The GOP, as I've already noted, seem set to treat opposition to Amy Coney Barrett's confirmation to SCOTUS as a sign that lefties hate religion. (The reliably unreconstructed Sen. Hyde-Smith has gone so far as to describe their position as "guns loaded, packed".) Honestly, the "Handmaiden" stuff doesn't necessarily alarm me as much as that other cult she belongs to--the originalist thing.
I'm not linking to anything by way of argument but just sharing my own thoughts--the Founders didn't seem to have expected future jurists to perform a séance to determine the right thing to do with respects to Constitutional Law, but rather assumed things were supposed to change with the times.

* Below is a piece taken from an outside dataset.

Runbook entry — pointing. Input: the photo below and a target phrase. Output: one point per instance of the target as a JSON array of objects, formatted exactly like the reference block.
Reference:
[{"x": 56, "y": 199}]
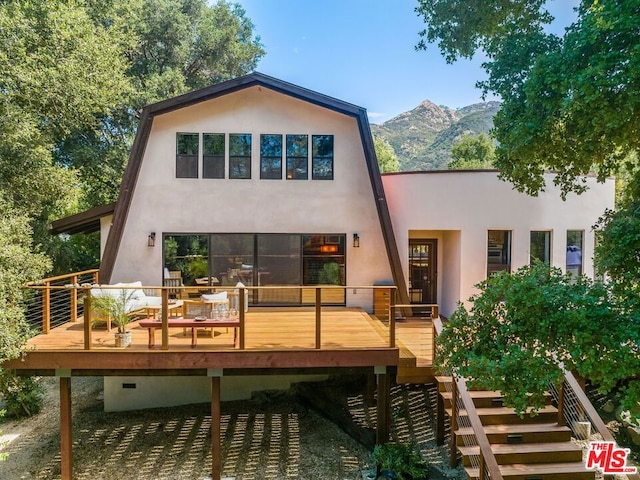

They just had a Revolution, for crying out loud! They knew they were putting things together that would necessarily have to change because events would necessitate it. They weren't prophets, but....guys. They literally were like, "for a more perfect union"--as in, we aren't there yet--go ahead and amend this Constitution of ours--we don't mind! So when you really do go back and look at the words they actually put in the document, it's like, wow, they didn't think this was a dead document at all.
So you can't ignore progress, and you need to look at stare decisis. What is going on, as a through line? How is the law evolving and developing? Is justice reparative or punitive? And I have issues with what I'm seeing.